The full emulator script can be found here.

As we implement each handler, it is important to verify with GDB that the values on the stack before and after the function calls are the same otherwise we will have headaches tracing back incorrect outputs later on.

Using our emulator, we can now run the bytecode program on our input and trace what virtualized instructions get called. The user input is placed at 0x400 in instruction memory and the encoded flag is stored at 0x500. The program seems to perform quite a bit of setup at the start, so we grep for our user input.

ld [0400]
enc1 4341 = 4314          ; Swap the lower nibbles of the first two characters
pop c0de
add c0de, 4314 = 103f2    ; Add the word 0xc0de to the value
enc2 03f2 = 30f2          ; Swap the upper nibbles
store [0400], 30f2        ; Write the encoded value back to instruction memory

A word of the user input is read from address 0x400, encoded, and then placed back at the same location. This process is repeated over the entire input. The compare instructions are then used to check whether each word of the encoded input equals the encoded flag.

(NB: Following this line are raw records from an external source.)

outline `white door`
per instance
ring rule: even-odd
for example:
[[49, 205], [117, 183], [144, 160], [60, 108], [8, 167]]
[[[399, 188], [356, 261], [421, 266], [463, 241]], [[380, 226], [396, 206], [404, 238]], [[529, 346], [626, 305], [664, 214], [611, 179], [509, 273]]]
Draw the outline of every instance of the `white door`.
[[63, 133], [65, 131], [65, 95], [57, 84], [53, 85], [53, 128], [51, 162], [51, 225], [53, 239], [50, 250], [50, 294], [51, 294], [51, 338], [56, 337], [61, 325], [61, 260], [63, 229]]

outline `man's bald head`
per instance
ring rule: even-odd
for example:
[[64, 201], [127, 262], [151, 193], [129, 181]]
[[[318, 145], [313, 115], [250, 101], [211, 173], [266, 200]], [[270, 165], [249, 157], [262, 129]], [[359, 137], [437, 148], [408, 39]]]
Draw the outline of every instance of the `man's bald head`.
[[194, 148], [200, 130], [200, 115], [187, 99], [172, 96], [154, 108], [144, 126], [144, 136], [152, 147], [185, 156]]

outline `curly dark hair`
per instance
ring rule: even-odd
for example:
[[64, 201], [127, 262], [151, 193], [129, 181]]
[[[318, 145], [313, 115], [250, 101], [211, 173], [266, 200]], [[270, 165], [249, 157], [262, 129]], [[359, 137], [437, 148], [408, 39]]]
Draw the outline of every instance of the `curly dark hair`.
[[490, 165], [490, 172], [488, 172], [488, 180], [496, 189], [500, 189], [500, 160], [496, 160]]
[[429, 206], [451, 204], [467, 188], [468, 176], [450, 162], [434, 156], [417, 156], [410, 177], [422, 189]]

Using our understanding of the encoding algorithm, we can easily perform the reverse operations on the actual encoded flag itself.

flag = ""
flaghash = BYTECODE[0x500:0x520]  # Extract the encoded flag from the instruction memory

for i in range(0, len(flaghash), 2):
    op1 = flaghash[i]
    op2 = flaghash[i + 1]

    # Undo the second swap
    op2 = (op2 & 0xff00) | (op2 << 4) & 0xf0 | (op2 >> 4) & 0xf

    # Subtract the word 0xc0de
    result = (op2 << 8 | op1)
    if result < 0xc0de:
        result += 0x10000

    result -= 0xc0de
    op1 = result & 0xff
    op2 = result >> 8

    # Undo the first swap
    op1 = (op1 & 0xff00) | (op1 << 4) & 0xf0 | (op1 >> 4) & 0xf

    flag += chr(op1)
    flag += chr(op2)

print("FLAG: {}".format(flag))

Flag: ACI{2d54f989577bcfc823471412d0e}